I’m trying to add some new tokens to BERT and RoBERTa tokenizers so that I can fine-tune the models on a new word. The idea is to fine-tune the models on a limited set of sentences with the new word, and then see what it predicts about the word in other, different contexts, to examine the state of the model’s knowledge of certain properties of language.
In order to do this, I’d like to add the new tokens and essentially treat them like new ordinary words (that the model just hasn’t happened to encounter yet). They should behave exactly like normal words once added, with the exception that their embedding matrices will be randomly initialized and then be learned during fine-tuning.

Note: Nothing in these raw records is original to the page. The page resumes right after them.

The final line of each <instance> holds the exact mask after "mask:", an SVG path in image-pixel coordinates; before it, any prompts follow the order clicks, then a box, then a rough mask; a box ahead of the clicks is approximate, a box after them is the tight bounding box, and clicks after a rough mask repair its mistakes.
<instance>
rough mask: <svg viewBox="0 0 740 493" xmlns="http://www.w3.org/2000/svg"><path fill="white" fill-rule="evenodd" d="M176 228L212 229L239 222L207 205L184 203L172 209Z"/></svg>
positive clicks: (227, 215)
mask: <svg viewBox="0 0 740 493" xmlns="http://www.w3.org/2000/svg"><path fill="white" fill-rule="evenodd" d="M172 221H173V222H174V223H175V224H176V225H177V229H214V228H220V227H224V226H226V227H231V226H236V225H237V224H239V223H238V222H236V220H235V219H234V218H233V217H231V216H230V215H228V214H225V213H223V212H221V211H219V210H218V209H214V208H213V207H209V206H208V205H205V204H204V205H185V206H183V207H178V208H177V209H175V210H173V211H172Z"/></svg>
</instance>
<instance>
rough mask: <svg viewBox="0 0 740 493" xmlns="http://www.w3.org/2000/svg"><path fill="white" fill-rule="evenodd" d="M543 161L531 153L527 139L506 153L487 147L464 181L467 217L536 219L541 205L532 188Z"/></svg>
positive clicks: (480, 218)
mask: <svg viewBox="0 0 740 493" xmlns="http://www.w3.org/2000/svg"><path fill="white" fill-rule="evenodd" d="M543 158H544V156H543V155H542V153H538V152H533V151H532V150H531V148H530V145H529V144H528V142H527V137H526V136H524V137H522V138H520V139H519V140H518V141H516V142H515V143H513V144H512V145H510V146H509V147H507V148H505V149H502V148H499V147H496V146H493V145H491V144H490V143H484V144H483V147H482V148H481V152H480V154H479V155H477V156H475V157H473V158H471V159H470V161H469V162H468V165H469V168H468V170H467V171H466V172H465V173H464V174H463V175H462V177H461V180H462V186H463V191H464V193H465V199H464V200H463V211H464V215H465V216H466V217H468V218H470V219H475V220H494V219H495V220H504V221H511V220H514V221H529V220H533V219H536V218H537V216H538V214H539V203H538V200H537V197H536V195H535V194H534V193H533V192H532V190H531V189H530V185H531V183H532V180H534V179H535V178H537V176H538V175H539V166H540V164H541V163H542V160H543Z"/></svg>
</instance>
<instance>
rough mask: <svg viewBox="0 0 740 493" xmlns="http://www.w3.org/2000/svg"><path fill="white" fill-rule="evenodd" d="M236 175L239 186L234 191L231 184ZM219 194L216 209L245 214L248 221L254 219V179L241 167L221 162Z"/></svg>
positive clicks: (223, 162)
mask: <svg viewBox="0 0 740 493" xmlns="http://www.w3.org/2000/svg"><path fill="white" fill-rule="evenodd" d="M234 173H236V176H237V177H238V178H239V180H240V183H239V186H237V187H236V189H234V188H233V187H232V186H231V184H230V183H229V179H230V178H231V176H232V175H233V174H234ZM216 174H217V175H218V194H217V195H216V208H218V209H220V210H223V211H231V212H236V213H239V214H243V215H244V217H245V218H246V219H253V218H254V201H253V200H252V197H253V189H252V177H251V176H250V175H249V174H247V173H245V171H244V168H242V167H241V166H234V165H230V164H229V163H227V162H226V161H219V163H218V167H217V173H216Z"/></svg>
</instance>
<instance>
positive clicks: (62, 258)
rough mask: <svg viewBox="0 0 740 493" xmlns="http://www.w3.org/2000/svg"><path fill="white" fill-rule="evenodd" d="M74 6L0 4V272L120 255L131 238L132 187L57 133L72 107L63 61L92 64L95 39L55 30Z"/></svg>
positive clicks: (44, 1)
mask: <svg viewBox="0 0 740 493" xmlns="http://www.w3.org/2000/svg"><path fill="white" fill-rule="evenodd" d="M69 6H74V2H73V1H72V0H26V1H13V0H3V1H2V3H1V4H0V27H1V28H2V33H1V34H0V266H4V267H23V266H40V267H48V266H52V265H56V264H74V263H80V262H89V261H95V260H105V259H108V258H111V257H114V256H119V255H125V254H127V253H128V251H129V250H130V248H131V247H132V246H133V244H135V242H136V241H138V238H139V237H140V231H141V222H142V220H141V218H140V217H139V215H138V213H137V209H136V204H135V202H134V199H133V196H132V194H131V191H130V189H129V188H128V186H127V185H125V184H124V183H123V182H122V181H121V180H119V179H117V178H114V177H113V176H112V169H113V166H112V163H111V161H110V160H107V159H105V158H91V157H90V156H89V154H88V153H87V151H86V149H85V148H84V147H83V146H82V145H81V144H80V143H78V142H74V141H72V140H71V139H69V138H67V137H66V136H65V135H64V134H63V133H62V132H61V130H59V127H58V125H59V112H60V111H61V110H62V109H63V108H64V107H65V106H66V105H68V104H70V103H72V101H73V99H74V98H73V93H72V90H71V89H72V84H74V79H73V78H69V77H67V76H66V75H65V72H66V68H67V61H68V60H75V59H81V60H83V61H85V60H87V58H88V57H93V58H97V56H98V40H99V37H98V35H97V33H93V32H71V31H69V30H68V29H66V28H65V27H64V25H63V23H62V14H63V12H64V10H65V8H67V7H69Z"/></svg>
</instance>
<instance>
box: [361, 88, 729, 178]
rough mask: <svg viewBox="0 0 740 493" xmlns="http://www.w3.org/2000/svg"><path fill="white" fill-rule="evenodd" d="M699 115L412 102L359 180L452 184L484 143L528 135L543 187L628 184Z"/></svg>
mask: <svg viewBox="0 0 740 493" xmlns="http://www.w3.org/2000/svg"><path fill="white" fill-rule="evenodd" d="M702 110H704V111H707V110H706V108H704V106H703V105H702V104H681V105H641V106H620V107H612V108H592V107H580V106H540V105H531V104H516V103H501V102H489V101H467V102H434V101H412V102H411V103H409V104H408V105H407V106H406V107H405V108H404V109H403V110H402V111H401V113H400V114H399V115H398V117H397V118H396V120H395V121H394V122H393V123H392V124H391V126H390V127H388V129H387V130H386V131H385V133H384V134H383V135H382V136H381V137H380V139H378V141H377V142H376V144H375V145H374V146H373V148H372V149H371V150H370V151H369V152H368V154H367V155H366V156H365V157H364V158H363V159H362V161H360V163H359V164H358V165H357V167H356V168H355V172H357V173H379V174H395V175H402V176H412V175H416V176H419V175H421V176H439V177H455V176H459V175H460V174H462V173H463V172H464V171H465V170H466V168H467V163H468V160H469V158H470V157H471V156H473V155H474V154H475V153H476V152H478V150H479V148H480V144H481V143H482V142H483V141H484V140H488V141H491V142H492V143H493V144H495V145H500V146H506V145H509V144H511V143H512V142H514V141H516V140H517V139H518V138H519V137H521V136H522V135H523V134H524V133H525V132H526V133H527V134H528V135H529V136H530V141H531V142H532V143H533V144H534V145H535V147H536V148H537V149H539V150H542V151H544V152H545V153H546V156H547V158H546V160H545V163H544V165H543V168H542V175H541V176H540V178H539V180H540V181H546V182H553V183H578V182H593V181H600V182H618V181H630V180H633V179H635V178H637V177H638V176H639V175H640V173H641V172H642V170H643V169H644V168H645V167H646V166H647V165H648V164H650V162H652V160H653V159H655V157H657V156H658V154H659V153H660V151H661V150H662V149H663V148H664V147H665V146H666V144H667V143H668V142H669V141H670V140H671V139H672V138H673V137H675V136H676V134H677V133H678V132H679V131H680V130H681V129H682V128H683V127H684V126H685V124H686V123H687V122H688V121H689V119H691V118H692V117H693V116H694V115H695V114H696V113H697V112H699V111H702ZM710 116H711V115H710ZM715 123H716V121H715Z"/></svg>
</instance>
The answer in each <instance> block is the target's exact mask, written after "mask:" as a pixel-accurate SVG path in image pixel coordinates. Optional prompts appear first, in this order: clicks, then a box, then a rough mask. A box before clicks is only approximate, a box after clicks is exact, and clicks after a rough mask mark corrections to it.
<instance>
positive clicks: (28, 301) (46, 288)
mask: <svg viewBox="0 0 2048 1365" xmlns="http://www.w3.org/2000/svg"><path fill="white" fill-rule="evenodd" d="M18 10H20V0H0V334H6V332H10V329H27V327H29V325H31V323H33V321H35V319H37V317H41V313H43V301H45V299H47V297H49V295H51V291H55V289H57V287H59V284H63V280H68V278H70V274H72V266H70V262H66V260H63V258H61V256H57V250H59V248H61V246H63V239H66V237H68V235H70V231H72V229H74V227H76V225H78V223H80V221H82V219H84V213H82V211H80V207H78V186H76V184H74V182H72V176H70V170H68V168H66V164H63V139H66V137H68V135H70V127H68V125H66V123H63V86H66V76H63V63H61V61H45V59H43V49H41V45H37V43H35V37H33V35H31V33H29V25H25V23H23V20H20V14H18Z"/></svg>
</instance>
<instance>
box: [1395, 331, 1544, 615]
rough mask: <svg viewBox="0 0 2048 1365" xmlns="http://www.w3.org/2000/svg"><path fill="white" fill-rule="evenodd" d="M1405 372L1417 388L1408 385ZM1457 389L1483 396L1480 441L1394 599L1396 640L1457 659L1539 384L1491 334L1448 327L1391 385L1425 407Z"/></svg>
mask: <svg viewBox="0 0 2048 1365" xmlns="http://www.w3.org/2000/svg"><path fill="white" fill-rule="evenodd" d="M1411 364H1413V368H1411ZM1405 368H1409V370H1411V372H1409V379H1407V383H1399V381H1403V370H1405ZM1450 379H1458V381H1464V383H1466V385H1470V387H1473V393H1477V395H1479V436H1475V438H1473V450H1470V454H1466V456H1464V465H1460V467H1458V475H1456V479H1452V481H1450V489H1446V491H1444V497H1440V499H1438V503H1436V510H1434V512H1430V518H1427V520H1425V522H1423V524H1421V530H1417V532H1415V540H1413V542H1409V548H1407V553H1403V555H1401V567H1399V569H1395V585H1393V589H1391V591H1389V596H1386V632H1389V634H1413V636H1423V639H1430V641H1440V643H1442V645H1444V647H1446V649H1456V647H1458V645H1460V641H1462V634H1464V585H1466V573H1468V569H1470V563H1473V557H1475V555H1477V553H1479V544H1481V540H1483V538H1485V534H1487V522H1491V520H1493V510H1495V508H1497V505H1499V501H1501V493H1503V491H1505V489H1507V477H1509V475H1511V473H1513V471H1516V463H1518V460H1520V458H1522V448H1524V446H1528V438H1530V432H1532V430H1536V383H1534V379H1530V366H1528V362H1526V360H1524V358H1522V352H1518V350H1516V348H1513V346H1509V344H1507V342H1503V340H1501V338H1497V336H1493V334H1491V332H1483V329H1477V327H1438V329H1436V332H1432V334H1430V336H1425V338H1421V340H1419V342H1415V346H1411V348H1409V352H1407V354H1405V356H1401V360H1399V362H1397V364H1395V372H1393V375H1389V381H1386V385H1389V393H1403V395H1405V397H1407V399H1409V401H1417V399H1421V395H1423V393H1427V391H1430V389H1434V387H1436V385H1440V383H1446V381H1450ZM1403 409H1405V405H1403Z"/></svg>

However, I’m running into some issues doing this. In particular, the tokens surrounding the newly added tokens do not behave as expected when initializing the tokenizer with do_basic_tokenize=False
. The problem can be observed in the following example; in the case of BERT, the period following the newly added token is not tokenized as a subword (i.e., it is tokenized as .
instead of as the expected ##.
), and in the case of RoBERTa, the word following the newly added subword is treated as though it does not have a preceding space (i.e., it is tokenized as a
instead of as Ä a
.
from transformers import BertTokenizer, RobertaTokenizer
new_word = 'mynewword'
bert = BertTokenizer.from_pretrained('bert-base-uncased', do_basic_tokenize = False)
bert.tokenize('mynewword') # does not exist yet
# ['my', '##ne', '##w', '##word']
bert.tokenize('testing.')
# ['testing', '##.']
bert.add_tokens(new_word)
bert.tokenize('mynewword') # now it does
# ['mynewword']
bert.tokenize('mynewword.')
# ['mynewword', '.']
roberta = RobertaTokenizer.from_pretrained('roberta-base', do_basic_tokenize = False)
roberta.tokenize('mynewword') # does not exist yet
# ['my', 'new', 'word']
roberta.tokenize('A testing a')
# ['A', 'Ä testing', 'Ä a']
roberta.add_tokens(new_word)
roberta.tokenize('mynewword') # now it does
# ['mynewword']
roberta.tokenize('A mynewword a')
# ['A', 'mynewword', 'a']
Is there a way for me to add the new tokens while getting the behavior of the surrounding tokens to match what it would be if there were not an added token there? I feel like it’s important because the model could end up learning that (for instance), the new token can occur before .
, while most others can only occur before ##.
That seems like it would affect how it generalizes. In addition, I could turn on basic tokenization to solve the BERT problem here, but that wouldn’t really reflect the full state of the model’s knowledge, since it collapses the distinction between different tokens. And that doesn’t help with the RoBERTa problem, which is still there regardless.
In addition, I’d ideally be able to add the RoBERTa token as Ä mynewword
, but I’m assuming that as long as it never occurs as the first word in a sentence, that shouldn’t matter.